REACTION/EDUCATIONAL: Teaching and student groups welcomed the Government's move to increase funding for programmes to improve access to third level education.
The Joint Managerial Body, which represents the management of all voluntary secondary schools, said that uncertainty on the issue was unsettling to students preparing for the Leaving Certificate.
Its general secretary, Mr George O'Callaghan, said many of the projects aimed at the educationally disadvantaged were in danger of being stalled by the severe cutbacks introduced in the last budget.
"Lack of access to third level education from certain socio-economic backgrounds has to be tackled at the level of first and second level schooling," he said.
"However there was no guarantee that the monies recovered from the reintroduction of third level fees would find their way into first and second level schools. Properly resourced targeted programmes are the only means of dealing with the issue."
The president of the Union of Students in Ireland, Mr Colm Jordan, said fees were not the answer to improving access to third level.
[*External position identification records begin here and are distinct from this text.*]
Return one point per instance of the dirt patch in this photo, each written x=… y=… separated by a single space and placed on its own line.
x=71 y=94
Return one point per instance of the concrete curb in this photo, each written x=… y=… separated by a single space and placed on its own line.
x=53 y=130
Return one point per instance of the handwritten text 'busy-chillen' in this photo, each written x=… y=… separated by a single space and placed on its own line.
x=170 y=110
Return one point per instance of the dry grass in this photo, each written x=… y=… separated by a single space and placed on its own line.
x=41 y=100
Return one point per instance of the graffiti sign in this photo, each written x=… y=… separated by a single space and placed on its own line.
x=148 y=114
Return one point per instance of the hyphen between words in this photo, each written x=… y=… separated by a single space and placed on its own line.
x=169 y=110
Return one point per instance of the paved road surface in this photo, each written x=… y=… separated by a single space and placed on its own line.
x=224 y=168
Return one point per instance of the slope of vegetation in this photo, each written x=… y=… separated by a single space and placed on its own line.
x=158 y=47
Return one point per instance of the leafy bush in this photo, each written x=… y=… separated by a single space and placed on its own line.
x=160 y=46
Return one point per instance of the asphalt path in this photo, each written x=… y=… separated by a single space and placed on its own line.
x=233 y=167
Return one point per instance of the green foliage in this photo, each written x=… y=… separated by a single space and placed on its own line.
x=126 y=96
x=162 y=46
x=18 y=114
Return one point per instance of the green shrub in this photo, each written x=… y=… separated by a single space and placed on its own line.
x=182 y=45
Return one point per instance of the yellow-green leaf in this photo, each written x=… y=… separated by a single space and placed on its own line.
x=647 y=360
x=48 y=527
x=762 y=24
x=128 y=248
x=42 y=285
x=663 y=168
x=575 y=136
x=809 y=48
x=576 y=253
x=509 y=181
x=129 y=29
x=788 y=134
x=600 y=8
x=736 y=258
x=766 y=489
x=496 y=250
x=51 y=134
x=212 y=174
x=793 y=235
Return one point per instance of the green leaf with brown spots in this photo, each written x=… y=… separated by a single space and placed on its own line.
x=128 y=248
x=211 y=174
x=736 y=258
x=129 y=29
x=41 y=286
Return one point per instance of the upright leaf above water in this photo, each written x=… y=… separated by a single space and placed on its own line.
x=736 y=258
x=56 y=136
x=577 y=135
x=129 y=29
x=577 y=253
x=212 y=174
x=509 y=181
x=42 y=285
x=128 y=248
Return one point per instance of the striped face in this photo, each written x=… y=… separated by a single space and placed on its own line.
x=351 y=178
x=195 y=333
But while welcoming the funding initiative, he saidmuch of the controversy on fees could have been avoided.
The latest programme "will do much to open the doors to education for thousands who were previously denied the opportunity to improve both themselves and their society by earning a third level qualification".
Mr Finghin Kelly, an activist with the Campaign for Free Education, called on the Government to reverse cutbacks in the allowance for mature students.
"A significant number of mature students, lone parents and the long-term unemployed will be unable to continue in their return to education if the Back to Education Allowance cutbacks are not immediately reversed," he said.